Set up Kafka Connect with JDBC connectors for real-time database integration and configure Debezium for change data capture. Monitor connector performance and troubleshoot common integration issues.
Prerequisites
- Apache Kafka cluster running
- PostgreSQL or MySQL database
- Java 17 or higher
- Administrative access to database systems
- Network connectivity between services
What this solves
Kafka Connect enables real-time integration between databases and Apache Kafka by streaming data changes automatically. This tutorial shows you how to configure JDBC source and sink connectors for database integration, set up Debezium for change data capture (CDC), and monitor connector performance in production environments.

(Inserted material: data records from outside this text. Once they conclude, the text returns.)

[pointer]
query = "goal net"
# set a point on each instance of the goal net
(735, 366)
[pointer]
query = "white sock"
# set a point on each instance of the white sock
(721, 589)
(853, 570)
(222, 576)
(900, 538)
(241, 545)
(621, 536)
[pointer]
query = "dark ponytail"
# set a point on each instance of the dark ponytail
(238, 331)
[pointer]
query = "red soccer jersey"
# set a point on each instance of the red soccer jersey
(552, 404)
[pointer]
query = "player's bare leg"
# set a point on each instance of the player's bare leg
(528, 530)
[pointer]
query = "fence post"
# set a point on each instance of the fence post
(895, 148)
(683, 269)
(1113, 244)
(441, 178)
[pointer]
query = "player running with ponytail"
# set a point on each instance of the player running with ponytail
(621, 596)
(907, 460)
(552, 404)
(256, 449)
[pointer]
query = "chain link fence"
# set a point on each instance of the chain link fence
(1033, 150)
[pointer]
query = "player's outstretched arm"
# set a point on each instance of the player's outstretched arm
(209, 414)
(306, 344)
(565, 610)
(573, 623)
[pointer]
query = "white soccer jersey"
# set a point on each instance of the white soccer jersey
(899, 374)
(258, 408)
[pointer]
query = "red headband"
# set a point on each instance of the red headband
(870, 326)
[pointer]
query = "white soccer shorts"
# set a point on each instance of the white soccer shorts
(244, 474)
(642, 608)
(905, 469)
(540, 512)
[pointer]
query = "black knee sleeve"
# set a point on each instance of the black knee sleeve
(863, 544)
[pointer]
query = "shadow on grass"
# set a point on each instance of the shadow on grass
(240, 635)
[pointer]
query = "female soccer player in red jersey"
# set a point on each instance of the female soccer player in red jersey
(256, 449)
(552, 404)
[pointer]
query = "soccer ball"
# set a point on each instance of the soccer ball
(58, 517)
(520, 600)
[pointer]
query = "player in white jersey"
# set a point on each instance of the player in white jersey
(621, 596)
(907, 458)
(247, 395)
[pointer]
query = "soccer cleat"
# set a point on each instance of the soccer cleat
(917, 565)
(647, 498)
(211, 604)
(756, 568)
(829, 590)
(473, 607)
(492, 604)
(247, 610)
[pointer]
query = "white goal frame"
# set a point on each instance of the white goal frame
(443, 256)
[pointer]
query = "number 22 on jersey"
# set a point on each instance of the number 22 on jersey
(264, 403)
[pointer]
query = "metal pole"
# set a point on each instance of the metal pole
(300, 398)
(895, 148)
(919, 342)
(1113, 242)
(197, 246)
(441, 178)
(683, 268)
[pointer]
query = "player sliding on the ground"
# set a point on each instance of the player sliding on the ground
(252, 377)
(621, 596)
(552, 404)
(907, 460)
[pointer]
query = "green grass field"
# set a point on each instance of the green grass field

Step-by-step configuration
Install required packages and dependencies
Install Java 17 and required database drivers for JDBC connectivity.
sudo apt update
sudo apt install -y openjdk-17-jdk wget curl unzip postgresql-client mysql-client
Download and install Confluent Platform
Download Confluent Platform which includes Kafka Connect with enhanced connectors and monitoring capabilities.
cd /opt
sudo wget https://packages.confluent.io/archive/7.5/confluent-7.5.0.tar.gz
sudo tar -xzf confluent-7.5.0.tar.gz
sudo mv confluent-7.5.0 confluent
sudo chown -R $(whoami):$(whoami) /opt/confluent
Configure environment variables
Set up environment variables for Confluent Platform and add them to your shell profile.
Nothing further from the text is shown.